谭季风的师父神土死于蚩尤林,他心中充满仇恨,对神音早就不满,这一路又受尽谩骂唾弃,无疑让他对神音的不满情绪雪上加霜。除了谭季风外,另外几位长老和弟子也对神音十分不满,只是碍于门规,不便出言指责。那五个二代弟子,丘云和李易是神水的得意弟子,莫无情是神天的弟子,楚非凡和凌裳是神风的弟子。神水三人向来对神音掌门不满,这次发生这种事,他们更加理直气壮站在谭季风一边。唯独神火和神木,与神音的关系较为密切,还在拼命维护他,神木深受重伤,倒还罢了,神火对谭季风这一路的言行,岂有不明白之意?
神音最得力的门徒段辰逸、神火最得力的门徒骆千岩都留守在九鹤宫,他们两人带出来的其他精英弟子全死在蚩尤林,此刻身边没一个弟子,自然也就没人帮他们出头对付谭季风,凡事还得自己来
。
神火厉声喝道:“谭季风,你这是什么话?”
谭季风毫不退让,怒目圆睁,针锋相对道:“我说的是什么话,师伯心知肚明。”
神火踏前一步,指着谭季风鼻梁厉声骂道:“你这小畜生,胆敢以下犯上,就不怕被逐出师门?”
谭季风忽地仰天悲笑,恨恨盯着神火,一字一顿、缓慢说道:“我师父已经死了,死在潜龙口中,我还怕被逐出师门?师伯,请你告诉我,我还怕被逐出师门吗?”

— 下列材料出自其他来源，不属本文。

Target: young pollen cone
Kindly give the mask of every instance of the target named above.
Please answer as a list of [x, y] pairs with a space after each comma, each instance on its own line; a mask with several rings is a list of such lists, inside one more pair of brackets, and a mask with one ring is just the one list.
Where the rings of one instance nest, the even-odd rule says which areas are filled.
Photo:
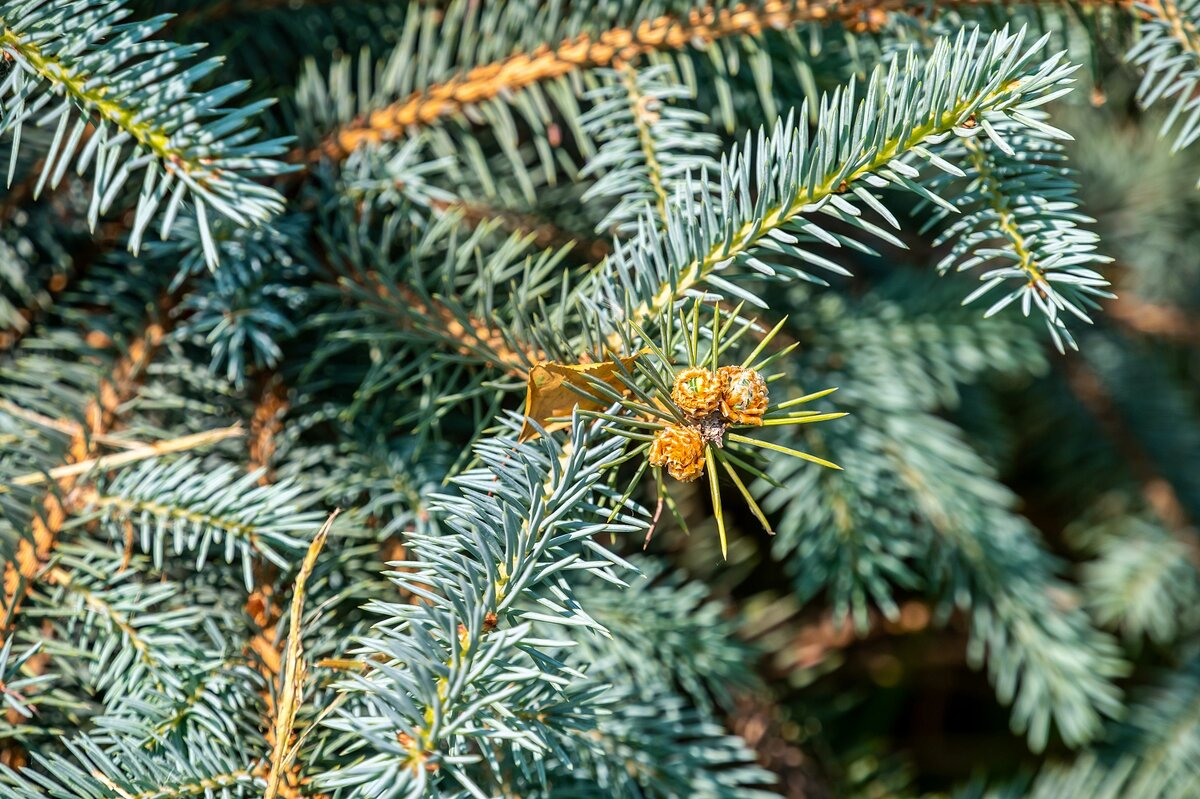
[[708, 416], [721, 404], [721, 380], [701, 366], [684, 369], [675, 378], [671, 399], [689, 416]]
[[770, 401], [767, 381], [753, 369], [722, 366], [717, 370], [721, 382], [721, 413], [733, 424], [761, 425]]
[[704, 440], [691, 427], [664, 427], [650, 444], [650, 465], [665, 466], [667, 474], [690, 483], [704, 473]]

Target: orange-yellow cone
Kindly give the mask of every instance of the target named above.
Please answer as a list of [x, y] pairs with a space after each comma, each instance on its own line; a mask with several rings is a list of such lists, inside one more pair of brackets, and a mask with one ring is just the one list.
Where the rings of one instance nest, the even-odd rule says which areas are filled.
[[650, 444], [650, 465], [665, 466], [676, 480], [691, 482], [704, 473], [704, 441], [691, 427], [664, 427]]

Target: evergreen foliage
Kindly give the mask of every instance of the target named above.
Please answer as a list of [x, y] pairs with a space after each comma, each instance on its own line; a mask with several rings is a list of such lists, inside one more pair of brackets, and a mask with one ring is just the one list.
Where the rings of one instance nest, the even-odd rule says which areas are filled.
[[1197, 795], [1198, 26], [0, 0], [0, 793]]

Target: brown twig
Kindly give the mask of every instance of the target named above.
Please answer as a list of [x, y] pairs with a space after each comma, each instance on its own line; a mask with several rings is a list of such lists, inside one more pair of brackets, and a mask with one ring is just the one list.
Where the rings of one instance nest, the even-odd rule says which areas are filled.
[[[309, 575], [317, 564], [317, 556], [325, 546], [329, 536], [329, 528], [337, 518], [337, 510], [329, 514], [325, 524], [321, 526], [316, 537], [308, 546], [308, 553], [300, 565], [300, 573], [296, 575], [296, 584], [292, 589], [291, 612], [288, 618], [287, 650], [283, 662], [283, 674], [279, 687], [279, 702], [275, 708], [275, 722], [271, 728], [274, 745], [271, 750], [268, 767], [267, 790], [263, 799], [275, 799], [284, 786], [284, 779], [289, 772], [289, 766], [294, 763], [295, 753], [289, 757], [288, 744], [292, 740], [292, 729], [296, 725], [296, 713], [304, 702], [304, 682], [308, 675], [308, 667], [303, 660], [304, 644], [302, 628], [304, 616], [304, 590], [308, 584]], [[289, 786], [292, 787], [292, 786]]]
[[[397, 321], [406, 328], [420, 325], [435, 331], [440, 340], [455, 341], [453, 349], [460, 355], [481, 359], [486, 365], [522, 380], [529, 375], [531, 364], [546, 360], [545, 353], [540, 350], [523, 353], [514, 349], [488, 322], [463, 317], [436, 297], [385, 280], [374, 270], [364, 272], [349, 267], [339, 273], [328, 261], [326, 268], [350, 298], [375, 304], [389, 314], [396, 308], [403, 308]], [[337, 279], [339, 274], [344, 275], [344, 279]]]
[[[54, 419], [44, 414], [35, 411], [26, 410], [20, 405], [6, 399], [0, 399], [0, 411], [7, 413], [9, 416], [16, 417], [26, 422], [30, 422], [39, 427], [45, 427], [49, 430], [55, 430], [68, 436], [85, 435], [83, 426], [78, 422], [73, 422], [69, 419]], [[117, 449], [137, 449], [146, 446], [141, 441], [133, 441], [132, 439], [117, 438], [115, 436], [100, 434], [95, 436], [97, 444], [104, 444], [108, 447]]]
[[650, 526], [646, 528], [646, 538], [644, 541], [642, 541], [643, 552], [648, 546], [650, 546], [650, 539], [654, 537], [654, 531], [658, 529], [659, 519], [662, 518], [663, 504], [663, 497], [660, 494], [658, 497], [658, 502], [656, 502], [654, 505], [654, 516], [652, 516], [650, 519]]
[[702, 47], [718, 39], [757, 36], [768, 29], [804, 22], [878, 26], [889, 12], [910, 4], [909, 0], [769, 0], [757, 6], [743, 3], [725, 9], [699, 8], [686, 17], [661, 16], [645, 20], [636, 28], [613, 28], [594, 37], [580, 35], [556, 47], [543, 46], [532, 53], [518, 53], [475, 67], [378, 109], [332, 133], [309, 154], [309, 160], [321, 156], [341, 160], [364, 143], [401, 137], [410, 127], [428, 125], [466, 106], [576, 70], [624, 64], [654, 51]]
[[[91, 471], [107, 471], [115, 469], [118, 466], [128, 466], [138, 461], [157, 458], [160, 455], [170, 455], [174, 452], [186, 452], [197, 447], [208, 446], [218, 441], [224, 441], [232, 436], [243, 435], [244, 432], [240, 425], [234, 425], [233, 427], [222, 427], [217, 430], [206, 430], [203, 433], [192, 433], [166, 441], [155, 441], [151, 444], [143, 444], [116, 455], [101, 455], [98, 458], [88, 458], [87, 460], [64, 464], [48, 472], [29, 472], [28, 474], [13, 478], [9, 481], [9, 484], [15, 486], [34, 486], [56, 480], [61, 483], [65, 479], [74, 479], [81, 474], [87, 474]], [[6, 490], [8, 489], [0, 486], [0, 493]]]
[[[372, 277], [376, 277], [372, 275]], [[407, 286], [388, 287], [380, 281], [375, 282], [380, 296], [392, 291], [410, 310], [413, 316], [428, 319], [427, 325], [439, 331], [439, 337], [448, 337], [458, 344], [455, 350], [460, 355], [483, 357], [487, 365], [504, 371], [513, 377], [524, 380], [529, 376], [529, 366], [546, 360], [545, 353], [540, 350], [520, 352], [509, 346], [504, 336], [488, 323], [467, 317], [465, 320], [455, 314], [436, 299], [422, 299], [417, 292]], [[393, 297], [395, 299], [395, 297]]]
[[258, 482], [267, 485], [275, 479], [271, 466], [275, 456], [275, 436], [283, 430], [283, 416], [288, 411], [289, 403], [287, 386], [278, 374], [266, 374], [260, 379], [260, 384], [258, 401], [250, 417], [250, 461], [247, 468], [252, 472], [262, 469], [263, 474]]

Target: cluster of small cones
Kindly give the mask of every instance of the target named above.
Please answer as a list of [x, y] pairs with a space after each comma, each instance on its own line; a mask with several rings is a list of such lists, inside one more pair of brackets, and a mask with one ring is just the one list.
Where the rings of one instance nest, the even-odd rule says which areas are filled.
[[650, 464], [665, 466], [676, 480], [690, 482], [704, 472], [705, 447], [724, 445], [726, 428], [762, 424], [767, 381], [741, 366], [722, 366], [716, 372], [693, 366], [675, 378], [671, 399], [687, 423], [658, 431], [650, 444]]

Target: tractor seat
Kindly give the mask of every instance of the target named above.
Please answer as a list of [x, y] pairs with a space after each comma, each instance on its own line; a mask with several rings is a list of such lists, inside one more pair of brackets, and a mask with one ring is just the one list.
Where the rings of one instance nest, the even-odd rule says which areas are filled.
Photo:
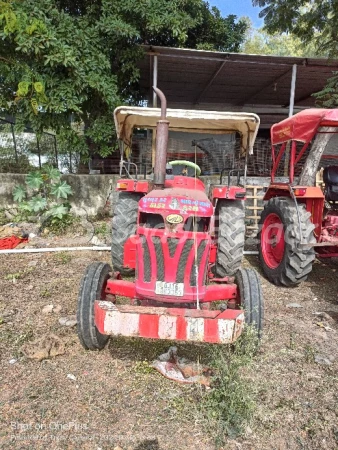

神火听了这话,顿时哑口无言,愕然望着他,一时气焰全消,叹气一声,说道:“季风,神土师弟惨死,我们也伤心难过,但你怎能把这事记在掌门师兄头上?死了这么多人,掌门师兄何尝不伤心难过?作为一派掌门,他只比你更难过啊。”
谭季风笑道:“师伯您真是开玩笑,我一个小小二代弟子,怎么敢记恨掌门师伯呢?”明显话中带刺,谁都听得出来。
神水、神风、神天三位长老,丘云等五个二代弟子,看着他们二人吵的面红耳赤,后又冷嘲热讽,都不发一言,围在旁边静静看着。
神音经过诸番变故,变得神情萧索,无精打采。谭季风的话,他句句听在耳中,可没勇气站出来喝止。后来看到四周围观的人越来越多,他才有气无力摆摆手,道:“别让人看笑话了,凡事等回山再说。”
这话甚有效力,谭季风怒目望着周围众人,他的眼光像刀一样锐利,所扫到的地方,围观的百姓吓得赶紧逃窜。
众人经此一变,哪里还有心情进剑阁镇吃中饭,只得强行打起精神,祭起法宝飞回九鹤宫。
人人心里都憋着一口怨气,口味自然是奇差无比,食不下咽,此后再也没在中途歇过,经过一昼夜不停赶路,终于在次日申时回到了九鹤宫中。